How fintech firms are boosting workplace equality

The fintech sector has a gender equality problem. However, some firms are making significant progress, raising the bar for the industry at large

When it comes to the gender gap, fintech firms have a poor track record. However, the rapidly growing sector has a unique opportunity to address the problem, with a number of firms seizing the moment. 

The statistics make for grim reading. For example, women make up barely 11% of all board members and 19% of company executives, according to the recent Fintech Diversity Radar report from Findexable. The finance sector as a whole suffers from a 25% average gender pay gap, with the fintech element a particularly poor performer, at 31.5% in 2019. 

Addressing the talent pipeline is imperative to improving areas such as the gender pay gap

The problem? Financial services have been “built on a historic system that isn’t fit for purpose for a modern society”, says Michaela Jeffery-Morrison, whose company Ascend Global Media ran the recent Women of Silicon Roundabout conference. She thinks fintech firms have a unique opportunity: by addressing their own internal equalities, they could help build a more equal society by creating wealth-building tools and services that represent more people. 

“Addressing the talent pipeline is imperative to improving areas such as the gender pay gap,” she says. “While the industry needs to address the reasons why minority groups are disadvantaged in the workplace, it is also critical for the future workforce to rebuild systems that they are kept out of in the first place.”

Closing the gap

A handful of firms are already breaking the mould, demonstrating how tangible efforts can result in real change. For example, challenger bank Monzo has slashed its gender pay gap from 20% in 2019 to just 4% today. It attributes its success to a number of instrumental changes within the business, including a combination of hard policies and incremental shifts at manager and individual level.

It’s one of the reasons chief operating officer Sujata Bhatia joined Monzo in June last year, aiming to drive that 4% right down to zero as part of Monzo’s Women in Finance Charter commitment. This included a target to increase its proportion of female board members to 40% by 2020 - it’s now 44%.

Monzo examines its promotions and pay reviews with a diversity and inclusion lens, Bhatia says, 

“looking at whether we have the right level of diversity coming through the company”. While the company has diverse hiring committees and runs a structured process, it’s also willing to experiment, she says. 

“For example, our head of writing knew he needed to improve the diversity on his team. He made a personal commitment to it,” she says. “One of the things he did was rewrite job descriptions, taking away some of the classic filter criteria around certain educational biases or experience. He built a diverse interviewing panel and ended up making two diverse hires. It took a bit more time in the process, but it yielded results.”

The role of ERGs 

It’s important to encourage individuals to enact change in all the areas they can feasibly influence, in terms of gender equality and more broadly. That’s one of the factors behind the recent rise of employee resource groups (ERGs).

These are voluntary, employee-led groups connecting people with similar backgrounds and experiences to help foster a diverse, inclusive workplace by providing personal or career-related support. The groups are now found in 40% of all companies, a 9% increase from last year, according to Sequoia’s Employee Experience Benchmarking report.

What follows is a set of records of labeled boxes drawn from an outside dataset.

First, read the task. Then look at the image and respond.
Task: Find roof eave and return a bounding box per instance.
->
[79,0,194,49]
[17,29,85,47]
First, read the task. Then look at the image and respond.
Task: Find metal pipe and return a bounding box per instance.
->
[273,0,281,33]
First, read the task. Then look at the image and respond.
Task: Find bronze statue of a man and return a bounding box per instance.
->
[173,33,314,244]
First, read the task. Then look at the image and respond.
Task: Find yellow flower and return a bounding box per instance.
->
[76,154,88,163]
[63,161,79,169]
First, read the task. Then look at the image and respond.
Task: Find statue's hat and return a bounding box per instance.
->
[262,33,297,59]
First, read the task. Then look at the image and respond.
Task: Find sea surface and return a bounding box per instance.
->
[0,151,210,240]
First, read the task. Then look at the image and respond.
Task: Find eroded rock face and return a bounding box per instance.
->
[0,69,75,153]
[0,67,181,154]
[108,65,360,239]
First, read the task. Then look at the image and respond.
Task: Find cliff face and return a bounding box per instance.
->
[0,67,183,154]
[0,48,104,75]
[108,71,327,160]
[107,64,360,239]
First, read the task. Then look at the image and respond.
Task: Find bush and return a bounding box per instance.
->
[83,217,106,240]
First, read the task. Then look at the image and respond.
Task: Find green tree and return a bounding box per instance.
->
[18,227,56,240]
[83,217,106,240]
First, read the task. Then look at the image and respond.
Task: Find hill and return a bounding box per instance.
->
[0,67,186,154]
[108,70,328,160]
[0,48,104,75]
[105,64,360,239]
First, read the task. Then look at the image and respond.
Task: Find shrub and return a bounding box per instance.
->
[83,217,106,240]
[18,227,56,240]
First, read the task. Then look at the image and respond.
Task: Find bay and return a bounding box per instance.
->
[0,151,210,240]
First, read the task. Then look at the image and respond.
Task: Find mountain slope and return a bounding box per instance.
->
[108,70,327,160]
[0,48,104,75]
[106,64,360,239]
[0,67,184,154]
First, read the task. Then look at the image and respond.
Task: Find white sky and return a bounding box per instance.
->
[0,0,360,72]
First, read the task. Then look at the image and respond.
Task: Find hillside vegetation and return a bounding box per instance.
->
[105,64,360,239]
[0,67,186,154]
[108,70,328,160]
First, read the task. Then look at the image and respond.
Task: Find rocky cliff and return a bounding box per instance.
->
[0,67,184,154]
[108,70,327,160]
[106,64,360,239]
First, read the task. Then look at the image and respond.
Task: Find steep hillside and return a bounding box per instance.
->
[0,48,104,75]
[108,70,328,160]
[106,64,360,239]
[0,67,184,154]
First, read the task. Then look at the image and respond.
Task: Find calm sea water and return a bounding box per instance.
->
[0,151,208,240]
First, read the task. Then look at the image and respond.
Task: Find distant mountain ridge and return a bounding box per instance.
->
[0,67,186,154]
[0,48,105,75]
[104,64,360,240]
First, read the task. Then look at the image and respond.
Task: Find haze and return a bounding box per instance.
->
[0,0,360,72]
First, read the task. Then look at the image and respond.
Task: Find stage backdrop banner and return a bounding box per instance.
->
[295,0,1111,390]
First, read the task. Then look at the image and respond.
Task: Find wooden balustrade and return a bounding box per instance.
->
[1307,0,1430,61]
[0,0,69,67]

Buy now, pay later company Clearpay has established two ERGs, one for women and one for the LGBTQI+ community, as part of its target for 50% of senior leaders to be women by 2025. 

It’s early days, says Bindy Edelman, Clearpay’s director of diversity and inclusion. The first steps have been to capture interest, create planning teams to establish purpose, priorities and focus, and build internal communications channels. So far Clearpay’s ERG for Women has held a negotiation workshop, while its LGBTQI+ ERG has worked to raise awareness of events like the Transgender Day of Remembrance.

Sponsorship from senior leadership helps give ERGs visibility and credibility, says Edelman, and to engage leadership as active role models and champions for ERG causes. It enables senior leaders to continue to grow and learn from others and contribute to their success. They also contribute to diversity and inclusion progress more broadly. 

“Senior leaders who choose to be an ally of an ERG often appreciate the particular impact they can have by using their position to champion and bring visibility to issues, and also engage with other leaders on the ERG’s activities.”

A nuanced approach

A combination of top-down policy setting and empowerment at an individual level will “really move the needle”, says Bhatia. 

“When I stand up in front of the company I talk about our goals, and diversity and inclusion is a big headline within that,” she explains. The other big driver is a “cottage industry of people coming up with their own solutions”, she says. “Pushing only from the top is never going to be successful if people don’t really believe it and they’re not able to find their own solutions and their own path to contribute to that.”

What Bhatia calls the “big, sweeping work” is underway, she believes. It’s now down to “nuances” in terms of refining internal action to further equalise gender numbers and pay levels across Monzo – a good example for fintech firms at large.